The operative word is “transient.” Even to speak of Houston’s incorporation – being given a body – is misleading. It’s a rare city that has no good geographical reason for being where it is, no port or confluence of rivers. It’s flat, hot and surprisingly green, and portions of the city remain marshy. Its excuse for a river is the muddy Buffalo Bayou, home to the occasional transient alligator. Houston attracts transients. We lived there four years, reluctantly at first, with all of our slowly shed Northern prejudices, moved North again for three years, and now I’m going back.
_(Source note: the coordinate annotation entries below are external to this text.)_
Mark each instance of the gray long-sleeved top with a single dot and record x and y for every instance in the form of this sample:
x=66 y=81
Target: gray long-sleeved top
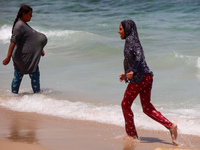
x=28 y=47
x=134 y=59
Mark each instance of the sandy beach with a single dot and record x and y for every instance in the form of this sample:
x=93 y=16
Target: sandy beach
x=19 y=130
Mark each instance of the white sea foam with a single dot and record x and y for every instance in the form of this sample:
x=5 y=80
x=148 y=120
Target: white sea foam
x=108 y=114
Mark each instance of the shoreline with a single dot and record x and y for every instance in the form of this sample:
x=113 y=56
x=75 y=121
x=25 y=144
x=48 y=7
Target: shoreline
x=54 y=133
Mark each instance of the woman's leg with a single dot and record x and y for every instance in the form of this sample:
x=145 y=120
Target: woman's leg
x=129 y=96
x=16 y=81
x=148 y=108
x=35 y=81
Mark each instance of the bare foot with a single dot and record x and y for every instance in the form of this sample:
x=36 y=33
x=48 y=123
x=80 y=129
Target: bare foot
x=130 y=138
x=174 y=134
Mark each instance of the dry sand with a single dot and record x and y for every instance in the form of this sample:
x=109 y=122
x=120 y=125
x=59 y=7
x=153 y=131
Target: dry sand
x=31 y=131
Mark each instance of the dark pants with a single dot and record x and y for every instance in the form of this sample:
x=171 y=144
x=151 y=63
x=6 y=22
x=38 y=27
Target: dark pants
x=35 y=81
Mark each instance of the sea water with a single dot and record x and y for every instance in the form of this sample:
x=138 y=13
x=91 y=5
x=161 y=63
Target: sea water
x=84 y=57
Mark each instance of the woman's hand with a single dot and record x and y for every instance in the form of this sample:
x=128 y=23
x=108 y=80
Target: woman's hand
x=6 y=61
x=122 y=77
x=129 y=75
x=43 y=53
x=10 y=50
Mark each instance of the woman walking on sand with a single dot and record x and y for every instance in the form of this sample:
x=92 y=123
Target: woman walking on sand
x=140 y=79
x=26 y=48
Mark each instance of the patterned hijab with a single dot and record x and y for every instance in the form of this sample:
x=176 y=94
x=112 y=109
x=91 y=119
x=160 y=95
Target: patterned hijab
x=134 y=59
x=130 y=28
Having lived in five states, and soon to return to No. 4, my sense of “home” is densely layered, like those transparent sheets in anatomy texts – Circulatory, Reproductive and Skeletal Systems – laid one atop another to form a whole. My pre-rational image of “home” is compounded of Cleveland, the Capital District of New York and Houston (with a cameo appearance by Winesburg, Ohio). Indiana and Greater Seattle are not part of the picture. Going “home” to Houston is a transient’s return, not a terminus.
Patrick Leigh Fermor died on Friday, age ninety-six. Better than most writers, he understood the importance of home, of leaving it and returning. In the second of two volumes devoted to his walk across Europe in 1933-34, Between the Woods and the Water (1986), Fermor describes a chance meeting with a group of Jewish loggers in Transylvania:
“My interlocutors looked bewildered when I tried to explain my reasons for not staying at home. Why was I travelling? To see the world, to study, to learn languages? I wasn’t quite clear myself. Yes, some of these things, but mostly—I couldn’t think of the word at first—and when I found it--`for fun’—it didn’t sound right and their brows were still puckered. `Also, Sie treiben so herum aus Vergnügen?’ The foreman shrugged his shoulders and smiled and said something to the others in Yiddish; they all laughed and I asked what it was. `Es ist a goyim naches!’ they said. ‘A goyim naches’, they explained, is something that the goyim like but which leaves Jews unmoved; any irrational or outlandish craze, a goy’s delight or a gentile’s relish. It seemed to hit the nail on the head.”